Overall, according to a recent report by Sotheby’s and ArtTactic, blue-chip art seems to be the strongest in the face of economic turmoil. The US$1 million+ auction market grew by 20.8% in 2022, making up 74% of total fine art sales (by value) based on sales at the top three auction houses: Sotheby’s, Christie’s and Phillips. On the other hand, the modern and contemporary auction market witnessed a 9% year-on-year decline in sales in the first six months of the year. This serves as proof that wealthy buyers continue to focus more on high-value works by established artists (blue-chips), perceiving them to be safer investments and a greater store of value in uncertain times. And, they seem to be proven correct in their thinking, as despite increased inflation and interest rates, art prices, especially in the high-end category, suffered less than other asset classes, demonstrating its ability to partially serve as an effective hedge.

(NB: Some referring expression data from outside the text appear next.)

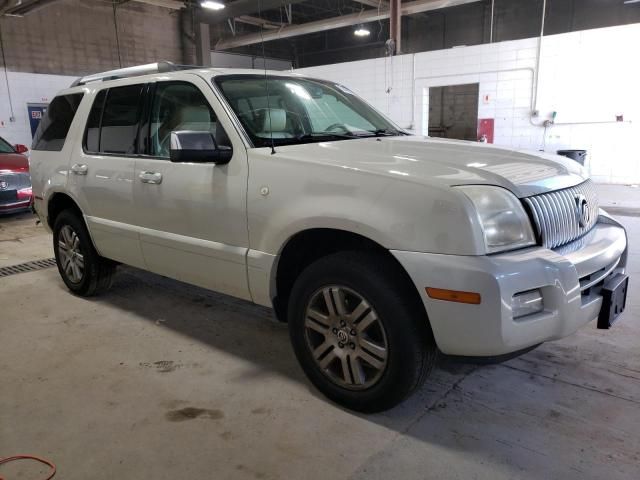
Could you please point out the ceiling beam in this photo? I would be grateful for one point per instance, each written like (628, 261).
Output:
(239, 8)
(289, 31)
(171, 4)
(374, 3)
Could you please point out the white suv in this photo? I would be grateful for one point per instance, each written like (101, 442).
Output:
(379, 248)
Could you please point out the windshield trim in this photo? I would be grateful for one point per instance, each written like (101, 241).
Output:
(11, 147)
(282, 142)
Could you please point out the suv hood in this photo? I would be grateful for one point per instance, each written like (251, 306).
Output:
(447, 162)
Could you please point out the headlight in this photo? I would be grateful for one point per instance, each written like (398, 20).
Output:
(504, 222)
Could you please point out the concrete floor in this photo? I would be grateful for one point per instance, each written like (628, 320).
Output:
(161, 380)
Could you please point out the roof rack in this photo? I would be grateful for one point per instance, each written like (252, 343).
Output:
(149, 68)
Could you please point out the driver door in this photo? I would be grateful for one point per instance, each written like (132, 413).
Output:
(192, 216)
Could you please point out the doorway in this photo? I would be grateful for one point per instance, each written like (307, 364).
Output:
(453, 111)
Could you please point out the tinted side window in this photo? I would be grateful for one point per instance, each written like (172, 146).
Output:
(55, 123)
(181, 106)
(120, 117)
(92, 133)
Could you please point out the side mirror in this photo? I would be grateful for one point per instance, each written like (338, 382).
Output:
(198, 147)
(20, 148)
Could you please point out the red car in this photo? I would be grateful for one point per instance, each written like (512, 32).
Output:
(15, 182)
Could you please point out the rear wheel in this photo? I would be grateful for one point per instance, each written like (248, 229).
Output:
(83, 271)
(359, 333)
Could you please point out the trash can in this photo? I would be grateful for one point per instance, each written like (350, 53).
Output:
(577, 155)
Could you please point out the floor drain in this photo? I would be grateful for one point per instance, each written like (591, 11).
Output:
(27, 267)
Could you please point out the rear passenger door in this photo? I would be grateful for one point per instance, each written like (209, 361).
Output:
(192, 215)
(102, 168)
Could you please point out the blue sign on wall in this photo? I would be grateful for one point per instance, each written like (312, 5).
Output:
(36, 111)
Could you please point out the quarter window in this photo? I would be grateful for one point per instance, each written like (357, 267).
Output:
(54, 126)
(92, 134)
(120, 117)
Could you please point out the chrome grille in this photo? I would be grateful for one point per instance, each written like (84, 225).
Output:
(557, 215)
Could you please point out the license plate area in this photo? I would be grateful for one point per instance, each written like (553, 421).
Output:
(614, 300)
(8, 196)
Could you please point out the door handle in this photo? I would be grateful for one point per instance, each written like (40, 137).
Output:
(79, 169)
(154, 178)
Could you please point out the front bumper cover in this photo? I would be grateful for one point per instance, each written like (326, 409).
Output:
(489, 329)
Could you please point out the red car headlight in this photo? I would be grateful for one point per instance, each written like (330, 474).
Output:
(24, 194)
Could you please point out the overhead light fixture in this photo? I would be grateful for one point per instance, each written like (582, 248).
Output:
(361, 31)
(212, 5)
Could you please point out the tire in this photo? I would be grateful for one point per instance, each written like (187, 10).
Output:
(381, 352)
(87, 273)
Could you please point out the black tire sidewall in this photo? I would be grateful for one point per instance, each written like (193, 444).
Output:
(89, 254)
(409, 340)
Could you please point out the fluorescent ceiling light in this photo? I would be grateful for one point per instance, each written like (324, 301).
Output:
(212, 5)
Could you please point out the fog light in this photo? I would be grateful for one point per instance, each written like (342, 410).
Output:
(526, 303)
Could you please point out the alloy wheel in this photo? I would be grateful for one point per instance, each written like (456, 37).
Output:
(70, 253)
(346, 338)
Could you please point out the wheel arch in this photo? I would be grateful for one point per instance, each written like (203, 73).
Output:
(307, 246)
(57, 203)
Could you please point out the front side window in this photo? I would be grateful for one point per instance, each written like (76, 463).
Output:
(288, 110)
(56, 121)
(5, 147)
(180, 106)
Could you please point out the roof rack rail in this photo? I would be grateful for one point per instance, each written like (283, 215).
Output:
(149, 68)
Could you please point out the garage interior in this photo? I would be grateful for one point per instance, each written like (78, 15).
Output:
(160, 379)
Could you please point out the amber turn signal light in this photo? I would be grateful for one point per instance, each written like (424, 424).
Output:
(454, 295)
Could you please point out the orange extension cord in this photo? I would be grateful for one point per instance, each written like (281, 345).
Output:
(30, 457)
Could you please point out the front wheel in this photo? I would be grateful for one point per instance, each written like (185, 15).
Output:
(83, 271)
(360, 337)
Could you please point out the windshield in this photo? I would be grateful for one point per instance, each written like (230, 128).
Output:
(5, 147)
(293, 110)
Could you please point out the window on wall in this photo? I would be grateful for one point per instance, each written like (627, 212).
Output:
(54, 126)
(180, 106)
(92, 133)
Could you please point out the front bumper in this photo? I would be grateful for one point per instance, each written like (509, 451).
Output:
(568, 277)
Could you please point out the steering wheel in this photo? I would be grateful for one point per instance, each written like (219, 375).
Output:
(335, 126)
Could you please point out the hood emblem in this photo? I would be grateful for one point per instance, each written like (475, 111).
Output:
(582, 209)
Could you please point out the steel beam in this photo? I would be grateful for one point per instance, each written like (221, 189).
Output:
(374, 3)
(289, 31)
(239, 8)
(258, 22)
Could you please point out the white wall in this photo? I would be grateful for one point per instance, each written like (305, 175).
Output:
(25, 88)
(588, 76)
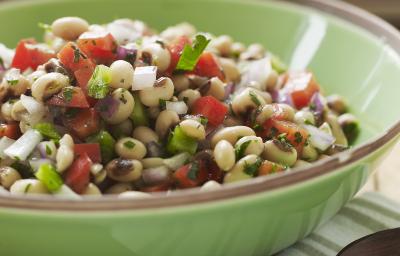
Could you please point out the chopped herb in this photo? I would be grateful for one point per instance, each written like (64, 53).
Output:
(48, 150)
(252, 169)
(68, 93)
(190, 55)
(239, 150)
(298, 138)
(194, 170)
(98, 83)
(129, 144)
(254, 98)
(162, 104)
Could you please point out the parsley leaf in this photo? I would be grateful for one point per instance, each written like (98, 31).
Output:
(129, 144)
(98, 83)
(190, 55)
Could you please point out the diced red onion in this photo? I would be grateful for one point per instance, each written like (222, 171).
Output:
(179, 107)
(107, 106)
(21, 148)
(319, 139)
(144, 77)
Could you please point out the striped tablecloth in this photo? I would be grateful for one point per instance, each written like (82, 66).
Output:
(364, 215)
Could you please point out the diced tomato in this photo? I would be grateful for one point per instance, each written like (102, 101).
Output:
(295, 134)
(11, 131)
(29, 54)
(102, 48)
(78, 174)
(268, 167)
(91, 149)
(84, 123)
(191, 175)
(208, 66)
(77, 100)
(301, 86)
(211, 108)
(175, 50)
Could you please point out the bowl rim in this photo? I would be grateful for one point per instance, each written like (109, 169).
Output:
(342, 10)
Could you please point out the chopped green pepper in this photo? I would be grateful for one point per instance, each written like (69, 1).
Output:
(179, 142)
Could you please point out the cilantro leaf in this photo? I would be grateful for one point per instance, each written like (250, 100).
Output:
(98, 83)
(190, 55)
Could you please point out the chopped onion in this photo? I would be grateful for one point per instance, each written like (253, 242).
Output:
(144, 77)
(177, 161)
(35, 163)
(107, 106)
(66, 193)
(179, 107)
(319, 139)
(21, 148)
(5, 142)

Regarding the role of technology, there is a strong consensus among stakeholders (76% of wealth managers, 82% of art professionals and 70% of collectors) that more modernity needs to be brought to the art market. This particularly relates to issues of transparency, authenticity, provenance, forgery and attribution. Interestingly, 63% of wealth managers stated that the lack of international standards and professional qualifications was a dominant issue. More internationally-minded regulations could be one solution, as is the application of secure technology for tracking certification and provenance through smart contracts. In fact, 64% of wealth managers said that technology could be a catalyst for incorporating art and collectible assets into their existing wealth management.

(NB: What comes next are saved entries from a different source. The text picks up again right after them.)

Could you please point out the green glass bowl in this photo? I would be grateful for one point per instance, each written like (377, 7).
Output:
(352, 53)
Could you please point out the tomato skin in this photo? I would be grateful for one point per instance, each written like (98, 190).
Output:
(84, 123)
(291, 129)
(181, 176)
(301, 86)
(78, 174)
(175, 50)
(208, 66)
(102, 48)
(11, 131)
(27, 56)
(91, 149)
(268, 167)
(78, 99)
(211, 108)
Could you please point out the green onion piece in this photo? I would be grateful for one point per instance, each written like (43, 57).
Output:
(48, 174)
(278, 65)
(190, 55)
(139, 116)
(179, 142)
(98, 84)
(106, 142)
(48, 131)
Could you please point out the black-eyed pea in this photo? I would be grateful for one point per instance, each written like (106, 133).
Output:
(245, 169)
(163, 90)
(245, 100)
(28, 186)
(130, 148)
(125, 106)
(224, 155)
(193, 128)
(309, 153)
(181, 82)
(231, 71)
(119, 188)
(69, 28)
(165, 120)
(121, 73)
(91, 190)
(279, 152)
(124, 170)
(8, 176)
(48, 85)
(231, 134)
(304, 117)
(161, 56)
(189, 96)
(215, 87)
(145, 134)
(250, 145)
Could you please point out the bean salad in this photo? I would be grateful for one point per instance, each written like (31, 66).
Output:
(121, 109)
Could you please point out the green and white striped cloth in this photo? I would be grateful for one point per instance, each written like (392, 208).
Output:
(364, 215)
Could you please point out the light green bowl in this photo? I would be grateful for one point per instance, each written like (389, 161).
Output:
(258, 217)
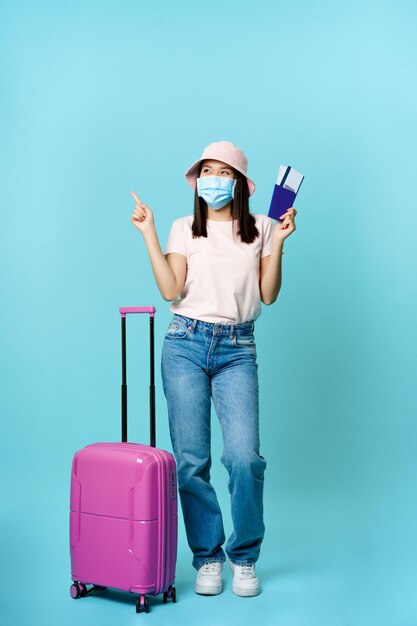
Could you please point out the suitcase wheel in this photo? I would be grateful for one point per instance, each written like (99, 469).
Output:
(75, 591)
(170, 593)
(142, 604)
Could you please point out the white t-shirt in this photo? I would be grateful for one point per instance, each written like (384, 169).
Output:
(222, 279)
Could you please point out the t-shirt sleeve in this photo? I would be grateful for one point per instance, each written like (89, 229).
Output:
(266, 237)
(176, 239)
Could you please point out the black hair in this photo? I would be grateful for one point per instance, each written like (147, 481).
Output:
(240, 211)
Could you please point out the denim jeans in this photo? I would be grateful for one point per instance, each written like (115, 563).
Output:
(200, 361)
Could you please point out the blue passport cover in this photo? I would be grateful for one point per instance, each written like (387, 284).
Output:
(282, 200)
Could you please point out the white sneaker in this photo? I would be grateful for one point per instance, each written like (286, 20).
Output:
(245, 582)
(209, 579)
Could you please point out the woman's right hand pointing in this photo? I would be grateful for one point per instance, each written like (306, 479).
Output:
(142, 216)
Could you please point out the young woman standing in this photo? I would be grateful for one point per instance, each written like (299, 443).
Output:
(217, 267)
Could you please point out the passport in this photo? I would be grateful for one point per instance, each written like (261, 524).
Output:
(285, 191)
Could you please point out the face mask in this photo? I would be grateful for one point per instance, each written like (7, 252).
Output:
(217, 191)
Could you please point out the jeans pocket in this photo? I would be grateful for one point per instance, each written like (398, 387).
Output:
(177, 330)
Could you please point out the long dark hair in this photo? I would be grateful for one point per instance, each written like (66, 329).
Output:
(240, 211)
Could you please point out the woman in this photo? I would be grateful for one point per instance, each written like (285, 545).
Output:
(218, 265)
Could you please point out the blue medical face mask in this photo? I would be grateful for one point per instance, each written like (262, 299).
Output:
(217, 191)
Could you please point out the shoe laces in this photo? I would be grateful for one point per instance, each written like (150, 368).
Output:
(212, 567)
(246, 571)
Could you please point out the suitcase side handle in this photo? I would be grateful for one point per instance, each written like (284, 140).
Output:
(123, 312)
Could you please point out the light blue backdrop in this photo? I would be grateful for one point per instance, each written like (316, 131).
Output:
(98, 98)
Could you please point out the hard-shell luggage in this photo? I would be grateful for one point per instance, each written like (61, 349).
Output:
(123, 510)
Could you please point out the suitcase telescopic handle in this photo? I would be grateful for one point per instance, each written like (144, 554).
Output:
(123, 312)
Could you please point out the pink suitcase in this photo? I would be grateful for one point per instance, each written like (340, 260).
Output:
(123, 510)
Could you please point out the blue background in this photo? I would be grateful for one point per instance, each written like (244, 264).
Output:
(98, 98)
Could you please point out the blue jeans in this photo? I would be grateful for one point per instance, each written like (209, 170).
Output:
(200, 361)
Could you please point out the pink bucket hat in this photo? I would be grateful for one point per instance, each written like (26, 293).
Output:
(221, 151)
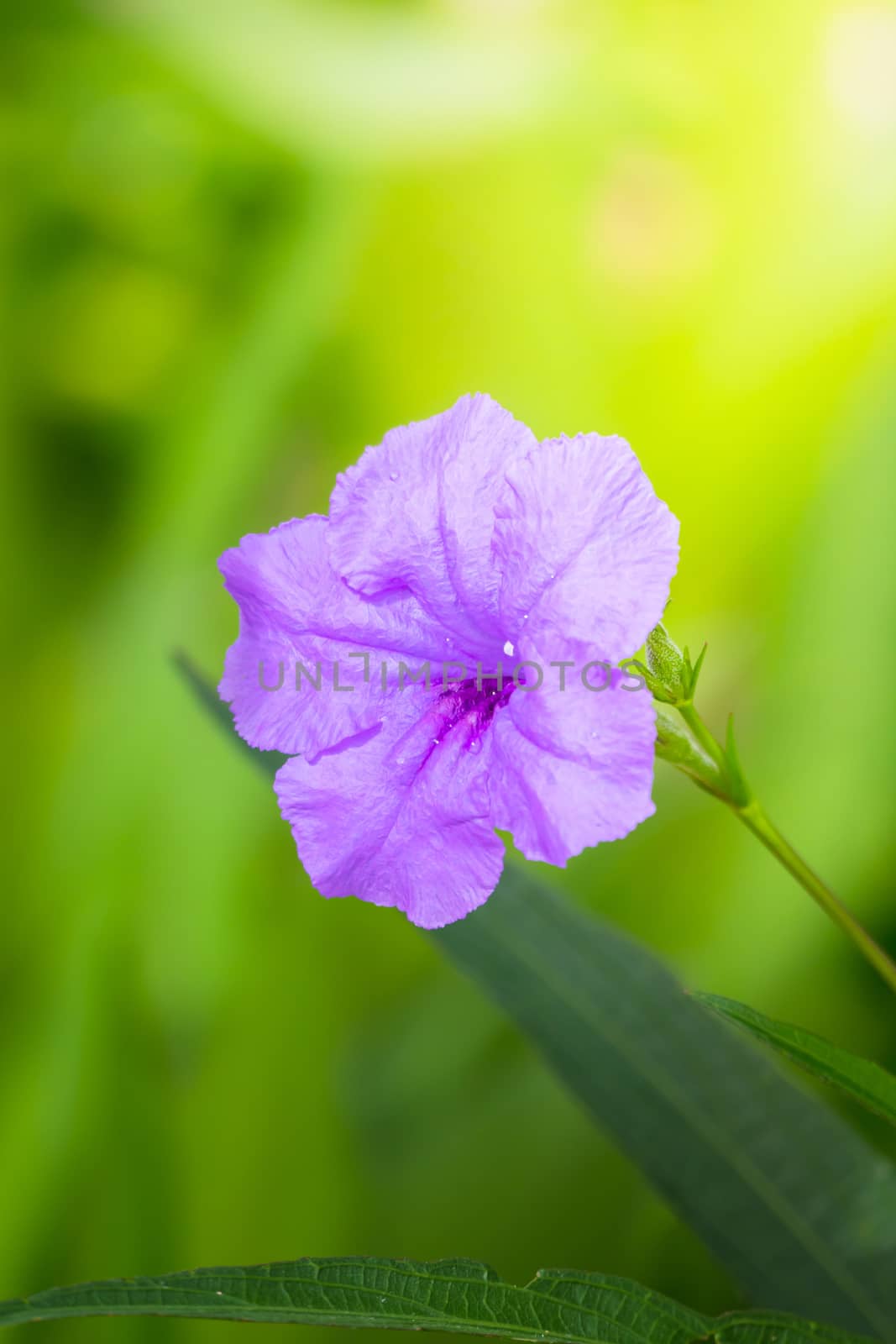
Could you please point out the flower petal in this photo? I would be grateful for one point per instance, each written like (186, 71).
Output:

For the first time in the Deloitte Art & Finance Report, an entire chapter is dedicated to the topic of fractional ownership, which indicates that this relatively new model is starting to gain weight in the art market and expected to rise in the years to come. Currently, the regulated fractional ownership market for art and collectables is over US$1 billion. Several of the more established platforms have seen their assets doubling annually since 2020. In particular, over the last three years, global interest in fractional art and collectables investment has significantly increased, especially among new gen collectors. Moreover, the interest among younger collectors is much higher this year than that of older collectors, with 50% (up from 43% in 2021, versus 14% of older collectors) saying that they have an interest in such investments. Of note, many wealth managers also stated that they see fractional ownership as a significant future tool for succession and inheritance planning, possibly allowing for the transfer of non-bankable assets (e.g., real estate, fine art, jewellery, etc.) to the next generation at any time. It can be particularly useful for families or individuals who wish to split their assets equally between heirs in a more transparent way. Banks and wealth managers have yet to fully implement this technology, which requires an increased level of service, but this may well become a way of differentiating themselves and reaching a larger group of clients.
To conclude, despite the economic and political turmoil we have continued to experience in 2023, Deloitte’s recent Art & Finance Report paints a more reassuring picture of the state of the art and collectibles market, particularly in the high-end category, than expected. It is hard to know what to expect in 2024, but, overall, we are seeing a higher degree of acceptance of innovation and technology, which will hopefully continue to boost the market.